Some hospitals slow to adopt

So far, 250 hospitals in the United States use the Xenex robots, the firm says. The facilities often name their robots, as St. Joseph Hospital did.

When asked why more hospitals weren't using the technology, Hart said that "it was only a couple of years ago that hospitals began understanding the role of the environment in the spread of infections."

"Some hospitals are innovative and adopted the technology immediately, while others have been much slower to adopt," Hart said.

The company's technology was featured by CNN Money in 2012, when a CDC official said he saw little downside to the venture as long as the technology is cost effective.

"It already has an advantage in the marketplace because it doesn't require doctors or nurses to change their behavior or do more," said Ramanan Laxminarayan, director of the Center for Disease Dynamics, Economics & Policy in Washington D.C.

So far, however, the firm hasn't sent any robots to West Africa, which is experiencing the deadliest outbreak of Ebola on record, Hart said.

The company is now in discussions with the U.S. Department of Defense and relief organization to determine how to deploy the robots and ensure training that the machines are used properly, Hart said.

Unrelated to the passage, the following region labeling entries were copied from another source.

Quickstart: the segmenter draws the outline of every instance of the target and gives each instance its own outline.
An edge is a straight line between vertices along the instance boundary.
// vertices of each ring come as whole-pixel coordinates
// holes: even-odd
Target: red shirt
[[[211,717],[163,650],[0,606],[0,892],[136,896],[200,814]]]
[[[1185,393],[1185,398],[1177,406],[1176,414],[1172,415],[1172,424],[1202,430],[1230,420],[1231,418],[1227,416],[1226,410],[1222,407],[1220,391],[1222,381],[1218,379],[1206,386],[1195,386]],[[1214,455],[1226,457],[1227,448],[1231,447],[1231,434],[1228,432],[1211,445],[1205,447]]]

The firm is also trying to sell its robots to airlines, especially in the wake of how nurse Vinson flew halfway across the country on a Frontier Airlines flight with 132 people the day before she went to a hospital with Ebola symptoms.

"We're talking to several major airlines right now about how we could go in and disinfect their planes -- to protect the airline employees as well as customers," Hart said.